Revelaciones divinas

Desde hace unos meses ese tema de la tauromaquia ha estado muy de moda. Sí, solo es eso: moda. De repente todos opinan, todos lo aman o todos lo odian. Es como con la política antes de las elecciones.

Tengo, como cualquiera, mis posturas respecto a estos temas, pero también respeto las contrarias (aunque muchas veces provoquen en mí un sentimiento de cólera que difícilmente logro contener). Y creo que es evidente que respecto al tema taurino, estoy totalmente en contra… de los que están en contra. Por diversas razones, pero la principal, la que la mayoría debate y pocos entienden: porque es un arte.

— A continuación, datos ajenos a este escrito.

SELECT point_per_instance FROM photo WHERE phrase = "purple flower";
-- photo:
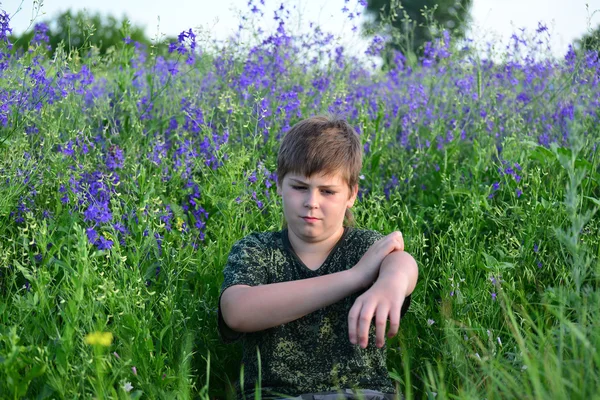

Para quienes, con todo su derecho, quieren mandarme a volar con estas palabras, lo entiendo y no será la primera vez, pero creo que en esto –y muchos otros temas polémicos– hace falta que aprendamos a escuchar o leer con atención y respeto, para poder dejar a un lado nuestras ideas, los estereotipos y nuestras posturas “fijas” pero muchas veces poco fundamentadas.

Pasa como con los que son muy religiosos cuando dicen: “fue un milagro” o “fue una revelación”. Para mí el toreo y el flamenco fueron algo similar. Son cosas que por el contexto de tu comunidad, por la familia en la que creces, por el entorno en el que te desarrollas, por las habilidades y gustos que vas encontrando, por tus amistades… por las cuestiones que sean, se puede tener cierta atracción hacia el tema. Sin embargo, nada sale de lo común hasta que ese interés se profundiza después de una experiencia en concreto, y esas experiencias las he tenido en ambas cosas…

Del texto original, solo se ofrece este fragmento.